Die einstweilige Anordnung darf die Hauptsache nicht vorwegnehmen. Es können deshalb bei Leistungsklagen auf
Geldzahlungen nur unter sehr engen Voraussetzungen Anordnungen zur vorläufigen Befriedung des Antragstellers
geboten sein (Meyer-Ladewig, a. a. O., Rdnr. 31). Insoweit sieht der Senat einen Anordnungsgrund bei
Zahlungsansprüchen insbesondere dann, wenn unter der - hier nicht gegebenen – Voraussetzung einer günstigen
Erfolgsprognose zur Hauptsache neben dem bloßen Ausbleiben der Zahlungen schwerwiegende und unzumutbare
Nachteile drohen, die anders nicht abgewendet werden könnten.
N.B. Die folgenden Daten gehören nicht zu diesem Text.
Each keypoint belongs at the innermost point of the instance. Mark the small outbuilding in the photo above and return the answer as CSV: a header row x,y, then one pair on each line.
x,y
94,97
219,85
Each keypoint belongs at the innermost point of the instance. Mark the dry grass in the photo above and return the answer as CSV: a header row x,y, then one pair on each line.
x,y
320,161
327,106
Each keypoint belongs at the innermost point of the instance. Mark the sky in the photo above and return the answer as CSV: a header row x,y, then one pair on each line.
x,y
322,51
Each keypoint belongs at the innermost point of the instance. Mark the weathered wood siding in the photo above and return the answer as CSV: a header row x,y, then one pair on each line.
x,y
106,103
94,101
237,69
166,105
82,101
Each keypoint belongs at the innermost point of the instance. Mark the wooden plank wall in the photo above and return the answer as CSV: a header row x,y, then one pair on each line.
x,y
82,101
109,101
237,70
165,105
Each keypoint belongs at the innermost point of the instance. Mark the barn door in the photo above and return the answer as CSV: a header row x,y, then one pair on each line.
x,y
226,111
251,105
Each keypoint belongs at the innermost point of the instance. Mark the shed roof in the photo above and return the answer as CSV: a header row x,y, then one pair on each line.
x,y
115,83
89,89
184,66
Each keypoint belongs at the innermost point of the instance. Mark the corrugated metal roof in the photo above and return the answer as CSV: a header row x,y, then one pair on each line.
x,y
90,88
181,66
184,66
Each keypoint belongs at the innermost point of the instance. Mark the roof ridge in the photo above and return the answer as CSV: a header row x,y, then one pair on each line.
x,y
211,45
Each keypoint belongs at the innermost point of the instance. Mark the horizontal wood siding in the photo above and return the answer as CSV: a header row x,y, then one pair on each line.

Diese sind hier nicht vorgetragen und nicht
ersichtlich. Im Antrag selbst sind zu den finanziellen Verhältnissen der Antragstellerin keine Angaben gemacht und
solche demgemäß erst recht nicht glaubhaft gemacht worden.
Bei der gebotenen Interessenabwägung überwiegt daher das Interesse der Antragsgegnerin, so dass der Antrag mit
der Kostenfolge aus § 193 Abs. 1 SGG zurückzuweisen war.
Dieser Beschluss kann nicht mit der Beschwerde an das Bundessozialgericht angefochten werden (§ 177 SGG).